Zoning may already have helped you to find the best location for your polytunnel. It can also help you decide the best layout for inside your polytunnel. In permaculture, these abstract conceptual boundaries around your home, called zones, are used to determine the best location for each element of the design based on how much time and attention you will need to lavish on each.
It may seem obvious, but elements visited most often, which require the most care, should be closest to the home on a larger scale – perhaps closer to the entrance of the tunnel in a smaller-scale system. Which zone a polytunnel should be located in will depend on what is grown within it and how intensively. Obviously, a kitchen garden polytunnel will need to be far closer to home than a farming polytunnel with larger scale operation and less intensively managed crops. Likewise, how the polytunnel is laid out should also depend on what elements are included within it.
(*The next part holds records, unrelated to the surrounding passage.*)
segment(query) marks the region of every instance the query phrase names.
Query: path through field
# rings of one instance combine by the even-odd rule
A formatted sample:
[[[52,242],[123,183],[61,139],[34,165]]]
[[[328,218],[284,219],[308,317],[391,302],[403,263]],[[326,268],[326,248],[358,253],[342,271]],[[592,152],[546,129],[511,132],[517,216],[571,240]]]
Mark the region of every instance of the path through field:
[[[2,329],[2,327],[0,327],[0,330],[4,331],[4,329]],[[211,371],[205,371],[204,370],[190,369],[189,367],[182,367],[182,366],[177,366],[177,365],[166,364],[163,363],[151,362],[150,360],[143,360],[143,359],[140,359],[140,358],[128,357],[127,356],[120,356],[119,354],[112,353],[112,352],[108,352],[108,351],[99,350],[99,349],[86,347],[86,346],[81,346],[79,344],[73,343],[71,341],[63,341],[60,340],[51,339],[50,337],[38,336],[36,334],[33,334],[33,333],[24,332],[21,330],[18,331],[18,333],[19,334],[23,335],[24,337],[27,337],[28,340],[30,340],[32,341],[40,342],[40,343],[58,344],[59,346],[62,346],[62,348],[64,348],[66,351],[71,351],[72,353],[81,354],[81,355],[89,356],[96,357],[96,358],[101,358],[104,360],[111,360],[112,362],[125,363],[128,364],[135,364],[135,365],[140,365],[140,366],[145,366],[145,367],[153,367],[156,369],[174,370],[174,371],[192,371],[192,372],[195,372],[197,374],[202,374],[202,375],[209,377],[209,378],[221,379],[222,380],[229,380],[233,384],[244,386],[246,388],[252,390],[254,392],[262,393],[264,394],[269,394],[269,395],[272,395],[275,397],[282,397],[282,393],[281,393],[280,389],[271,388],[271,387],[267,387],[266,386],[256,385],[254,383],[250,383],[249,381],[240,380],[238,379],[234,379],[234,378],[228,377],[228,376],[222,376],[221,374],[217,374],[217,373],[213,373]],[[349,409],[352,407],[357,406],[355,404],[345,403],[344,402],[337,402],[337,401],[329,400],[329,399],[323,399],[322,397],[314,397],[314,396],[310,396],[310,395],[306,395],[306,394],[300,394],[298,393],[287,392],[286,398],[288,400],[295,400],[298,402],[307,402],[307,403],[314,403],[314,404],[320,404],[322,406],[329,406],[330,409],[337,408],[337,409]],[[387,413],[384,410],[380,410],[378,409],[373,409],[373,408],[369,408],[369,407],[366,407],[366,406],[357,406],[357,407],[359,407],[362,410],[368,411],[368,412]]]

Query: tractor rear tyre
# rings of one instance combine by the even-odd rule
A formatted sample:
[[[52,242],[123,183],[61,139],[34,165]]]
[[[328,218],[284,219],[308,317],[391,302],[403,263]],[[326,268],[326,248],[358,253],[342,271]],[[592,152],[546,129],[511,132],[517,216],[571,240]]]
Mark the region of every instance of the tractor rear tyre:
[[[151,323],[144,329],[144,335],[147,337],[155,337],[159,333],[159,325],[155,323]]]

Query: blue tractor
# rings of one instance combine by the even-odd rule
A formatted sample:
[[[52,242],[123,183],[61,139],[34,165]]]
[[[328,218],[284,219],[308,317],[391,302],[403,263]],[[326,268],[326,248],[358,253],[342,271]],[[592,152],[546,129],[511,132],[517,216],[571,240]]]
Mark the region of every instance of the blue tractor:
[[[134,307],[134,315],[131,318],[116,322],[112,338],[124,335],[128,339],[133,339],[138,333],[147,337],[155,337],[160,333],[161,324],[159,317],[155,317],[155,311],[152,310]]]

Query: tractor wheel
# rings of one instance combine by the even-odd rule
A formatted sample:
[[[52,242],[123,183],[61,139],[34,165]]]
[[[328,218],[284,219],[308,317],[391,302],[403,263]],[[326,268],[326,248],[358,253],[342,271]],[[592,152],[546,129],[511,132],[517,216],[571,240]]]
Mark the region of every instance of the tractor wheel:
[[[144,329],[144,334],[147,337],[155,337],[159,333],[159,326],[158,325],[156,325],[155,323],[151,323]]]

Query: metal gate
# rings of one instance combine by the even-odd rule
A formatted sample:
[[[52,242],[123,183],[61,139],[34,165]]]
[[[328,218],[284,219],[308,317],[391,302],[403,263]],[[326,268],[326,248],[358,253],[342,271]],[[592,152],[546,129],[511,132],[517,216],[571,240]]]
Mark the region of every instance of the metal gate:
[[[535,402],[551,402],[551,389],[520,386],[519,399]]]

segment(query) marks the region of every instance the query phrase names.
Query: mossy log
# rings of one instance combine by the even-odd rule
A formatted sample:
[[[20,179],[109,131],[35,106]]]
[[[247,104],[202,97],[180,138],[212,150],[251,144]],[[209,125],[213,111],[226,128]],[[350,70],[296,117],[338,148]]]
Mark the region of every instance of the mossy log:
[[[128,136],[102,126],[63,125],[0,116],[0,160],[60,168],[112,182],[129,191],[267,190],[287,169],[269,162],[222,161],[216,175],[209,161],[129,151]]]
Other factors may also determine the best location for your polytunnel. Sectors such as sunlight, wind and water flow will all help you to determine where to position your polytunnel and other elements of garden design such as compost heaps, a chicken coop perhaps, ponds, and orchards, individual fruiting trees and other outdoors growing areas. On a smaller scale, remember that certain sectors may also help you to determine the best layout inside your polytunnel. For example, you may place taller plants to shield smaller ones from the sun in the hottest part of the day in summer, while you may wish to avoid casting too much shade in the colder months. You may wish to block, channel or welcome the incoming energy. Good design will always take sectors into account – even those on a very small scale.
After thinking about sectors and zoning, you should have a good idea of how your polytunnel will interact with elements around it, and also what elements will be within, and how those will interact. Analysing the elements of a polytunnel system and designing with them and their interactions in mind can help you to get the best possible yield from your space, no matter how small.